To adapt to these regional differences in DataWorks, the tool provides a configurable method to set the node TypeId table used by the tool.
The table is imported using a configuration item in the import tool:
"conf": {
"dataworks.node.type.xls": "/Software/bwm-client/conf/CodeProgramType.xls" // Path of the DataWorks node type table
}To obtain a node type ID from the DataWorks Data Development interface, create a new workflow, add a new node to the workflow, save it, and then view the workflow's Spec.
If the node type is configured incorrectly, the following error is reported when the workflow is published.
3. Run the DataWorks import tool
The import tool is called from the command line. The command is as follows:
sh ./bin/run.sh write \
-c ./conf/<your_config_file>.json \
-f ./data/2_ConverterOutput/<conversion_output_package>.zip \
-o ./data/4_WriterOutput/<import_result_package>.zip \
-t dw-newide-writerIn the command, -c is the path of the configuration file, -f is the storage path of the ConverterOutput package, -o is the storage path of the WriterOutput package, and -t is the name of the submission plugin.
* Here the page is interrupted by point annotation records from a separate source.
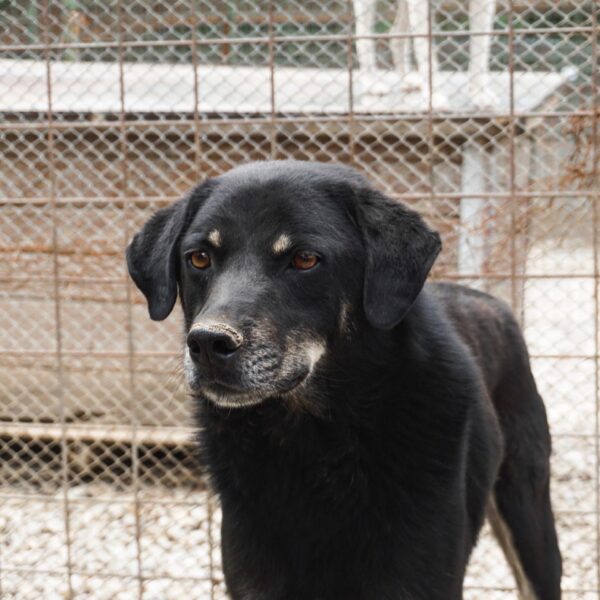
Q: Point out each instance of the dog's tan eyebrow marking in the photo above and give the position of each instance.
(214, 237)
(281, 244)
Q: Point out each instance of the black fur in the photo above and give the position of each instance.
(370, 479)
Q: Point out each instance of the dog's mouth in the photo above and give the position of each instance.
(226, 395)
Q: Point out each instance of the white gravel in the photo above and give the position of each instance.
(174, 549)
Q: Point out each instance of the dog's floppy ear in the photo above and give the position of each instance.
(400, 250)
(152, 254)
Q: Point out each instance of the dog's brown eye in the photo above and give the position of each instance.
(305, 260)
(200, 260)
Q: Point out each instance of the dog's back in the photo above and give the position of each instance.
(524, 528)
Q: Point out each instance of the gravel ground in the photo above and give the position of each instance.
(178, 549)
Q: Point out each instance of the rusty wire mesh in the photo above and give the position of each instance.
(112, 109)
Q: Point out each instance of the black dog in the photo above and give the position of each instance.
(356, 425)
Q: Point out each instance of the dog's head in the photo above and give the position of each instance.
(275, 263)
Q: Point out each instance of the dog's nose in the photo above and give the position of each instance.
(213, 342)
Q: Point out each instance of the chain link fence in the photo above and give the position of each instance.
(109, 110)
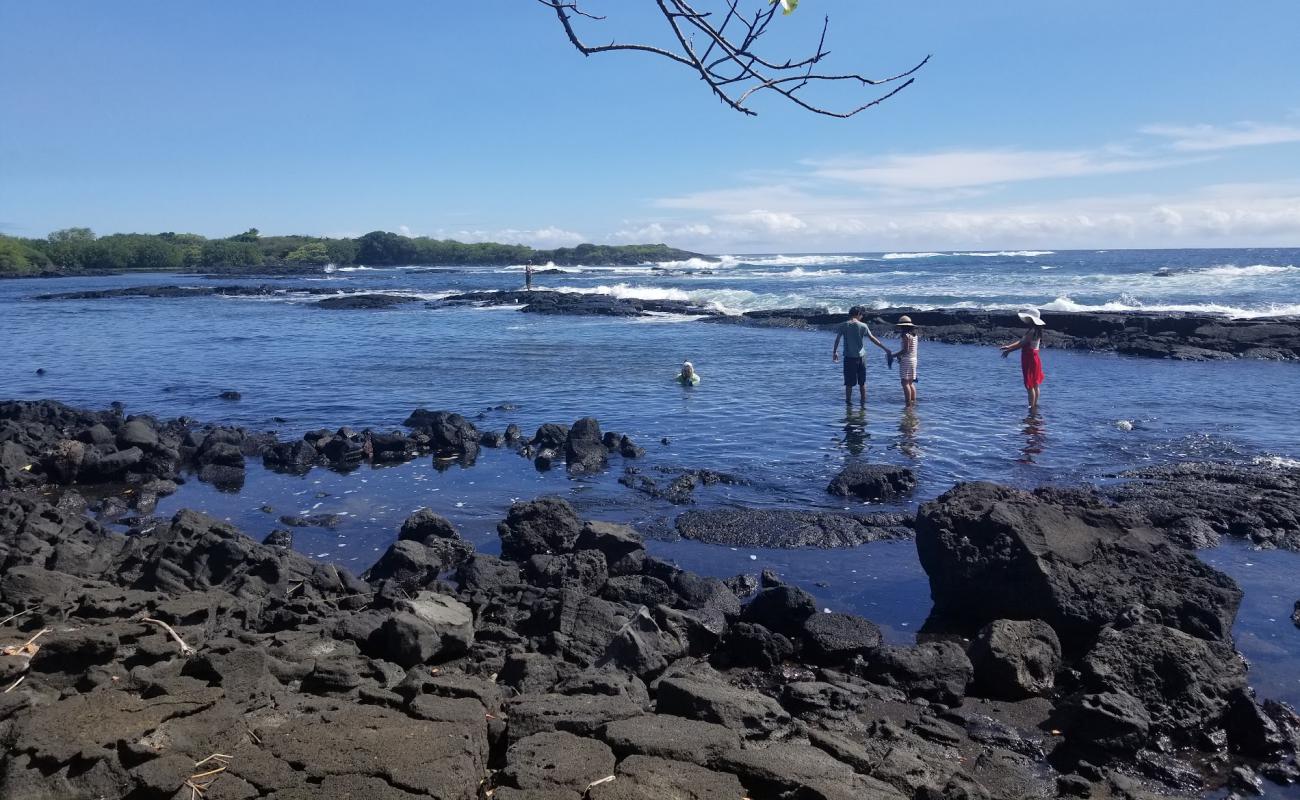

For example, to import Project A into DataWorks:
sh ./bin/run.sh write \
-c ./conf/projectA_write.json \
-f ./data/2_ConverterOutput/projectA_ConverterOutput.zip \
-o ./data/4_WriterOutput/projectA_WriterOutput.zip \
-t dw-newide-writerThe import tool prints process information during runtime. Check for any errors during the process. After the import is complete, statistics on successful and failed imports are printed in the command line. Note that the failure of some nodes to import does not stop the overall import process. If a small number of nodes fail to import, you can modify them manually in DataWorks.
4. View the import results
After the import is complete, you can view the results in DataWorks. You can also monitor the workflow import process. If you find a problem and need to stop the import, run the jps command to find BwmClientApp and then run kill -9 to terminate the process.
5. Q&A
5.1. The source is under continuous development. How are these increments and changes submitted to DataWorks?
The migration tool operates in overwrite mode. You can rerun the export, conversion, and import processes to submit incremental changes from the source to DataWorks. Note that the tool matches workflows by their full path to decide whether to create or update them. To ensure changes are migrated correctly, do not move the workflows.
5.2. The source is under continuous development, and workflows in DataWorks are being transformed and governed. Will incremental migration overwrite the changes in DataWorks?
Yes, it will. The migration tool operates in overwrite mode. We recommend that you perform subsequent transformations in DataWorks only after the migration is complete. Alternatively, you can use a phased migration approach. After a batch of workflows is migrated and you confirm they will not be overwritten again, you can start transforming them in DataWorks. Different batches do not affect each other.
5.3. The entire package takes too long to import. Can I import only a part of it?
Yes, you can. You can manually trim the package to perform a partial import. In the data/project/workflow folder, keep the workflows you want to import and delete the others. Then, recompress the folder into a package and run the import tool. Note that workflows with mutual dependencies must be imported together. Otherwise, the node lineage between them will be lost.